Research from Our Land and Water's chief scientist adds scientific credibility to the 4R nutrient management guidelines and provides advice for Kiwi and Australian farmers on the application of fertiliser to mitigate phosphorus loss on sensitive areas
In New Zealand’s soils, phosphorus does a great job at growing plants but unfortunately it does the same thing if it makes it into our water. Research from the Our Land and Water National Science Challenge aims to help farmers choose the right fertiliser for their type of land and apply it strategically, so it stays on the farm and out of waterways.
New Zealand farmers can keep up to 70% more phosphorus in their soil by understanding how nutrients move from land to water on their type of land, and where their Critical Source Areas (CSAs) are located. This knowledge can give farmers the confidence to choose the right fertiliser for their land type and apply it at the right rate, at the right time, and in the right place, so it stays on the farm and out of waterways.
That’s a lot of ‘rights’ for one sentence – four in fact, known as the 4Rs of nutrient management.
In 2014, scientists from the International Plant Nutrition Institute – whose membership is made up of fertiliser companies – published the 4R Nutrient Stewardship guidelines for best management practices for fertiliser use worldwide.
The 4Rs: Apply the Right source of nutrients, at the Right rate, at the Right time, and in the Right place
“Managing fertiliser well isn’t expensive,” says Professor Richard McDowell, Chief Scientist for Our Land and Water, one of 11 National Science Challenges that fund research into the biggest issues facing New Zealand.
“Farmers can halve the amount of phosphorus leaving their farm with minimal impact on farm profitability.”
In New Zealand, the adverse consequences of inappropriate fertiliser use are increasing, making it even more important to follow the 4R guidelines.
“Here, intensive pastoral agriculture has expanded into areas at high risk of losing phosphorus,” says McDowell. “These high-risk areas include land with a moderate to high slope, regular and frequent rainfall, or with soil that has a low capacity to absorb phosphorus.”
McDowell is a phosphorus expert and prolific author of phosphorus research. He is co-author of a paper that provides a scientific basis for New Zealand and Australian farmers to choose the right fertiliser for their type of land and apply it strategically, so it stays on the farm rather than draining away as pollution.

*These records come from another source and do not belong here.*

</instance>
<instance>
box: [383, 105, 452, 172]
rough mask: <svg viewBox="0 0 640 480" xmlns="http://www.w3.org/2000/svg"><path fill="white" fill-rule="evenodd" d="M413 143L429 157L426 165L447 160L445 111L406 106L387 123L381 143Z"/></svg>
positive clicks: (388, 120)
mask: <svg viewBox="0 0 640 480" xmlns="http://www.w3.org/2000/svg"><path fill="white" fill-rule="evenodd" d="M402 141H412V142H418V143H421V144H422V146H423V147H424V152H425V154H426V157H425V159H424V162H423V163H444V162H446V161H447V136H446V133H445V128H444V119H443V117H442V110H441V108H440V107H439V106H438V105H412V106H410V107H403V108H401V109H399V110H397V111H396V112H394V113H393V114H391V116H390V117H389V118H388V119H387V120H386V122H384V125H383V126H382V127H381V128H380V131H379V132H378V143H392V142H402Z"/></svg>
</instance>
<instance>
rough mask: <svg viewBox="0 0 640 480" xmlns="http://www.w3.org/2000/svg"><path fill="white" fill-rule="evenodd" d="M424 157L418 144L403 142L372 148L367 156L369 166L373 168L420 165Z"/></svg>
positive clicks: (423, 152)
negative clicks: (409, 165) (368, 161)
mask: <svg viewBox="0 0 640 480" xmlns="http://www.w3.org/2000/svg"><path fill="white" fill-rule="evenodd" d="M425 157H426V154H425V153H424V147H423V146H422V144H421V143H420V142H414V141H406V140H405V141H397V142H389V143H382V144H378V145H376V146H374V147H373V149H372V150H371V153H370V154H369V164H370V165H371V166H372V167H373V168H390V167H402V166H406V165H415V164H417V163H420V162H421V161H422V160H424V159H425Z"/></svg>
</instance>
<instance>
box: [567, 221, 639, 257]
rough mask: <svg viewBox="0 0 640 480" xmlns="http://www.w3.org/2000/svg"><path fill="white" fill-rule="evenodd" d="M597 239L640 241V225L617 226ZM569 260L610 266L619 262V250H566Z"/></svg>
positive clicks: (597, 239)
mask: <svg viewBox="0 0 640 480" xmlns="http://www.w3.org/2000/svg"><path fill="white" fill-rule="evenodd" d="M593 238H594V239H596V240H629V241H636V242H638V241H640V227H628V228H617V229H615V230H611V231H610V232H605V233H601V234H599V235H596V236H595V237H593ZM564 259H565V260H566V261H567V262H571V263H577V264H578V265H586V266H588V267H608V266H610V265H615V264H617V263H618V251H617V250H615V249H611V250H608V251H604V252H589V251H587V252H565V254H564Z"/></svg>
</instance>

The research found that when fertiliser is managed badly, it’s responsible for 30% to 80% of the phosphorus that drains away from a farm. When it’s managed well, that can decrease to less than 10%.
The paper backs up and adds scientific credibility to the 4R concept for Australasian farmers.
“When farmers understand how phosphorus moves from land to water on their type of land, they can be more confident in choosing the right type of fertiliser and optimising the application rate, timing and location,” says Professor McDowell.
In 2014, Professor McDowell investigated the use of phosphorus mitigation strategies in 14 New Zealand catchments, and estimated that phosphorus loss could be halved for less than 2% of farm earnings before interest and tax.
For the most efficient and cost-effective reductions in nutrient loss, he recommends farmers understand where the CSAs are on their farm and target mitigation strategies to those areas.
Research from Our Land and Water has shown that targeting mitigation actions to CSAs is six to seven times more cost-effective than an untargeted approach, and that on-farm mitigations are working to decrease concentrations of phosphorus in streams and rivers.
“Focusing on critical-source-area management within farm environment plans is helping to reduce phosphorus losses from land to water nationally,” says Professor McDowell.
Having a farm environment plan that is measurable and linked to catchment objectives is crucial, he says, so that landowners have the information they need, to know when and where to apply mitigations and make informed decisions about suitable land use.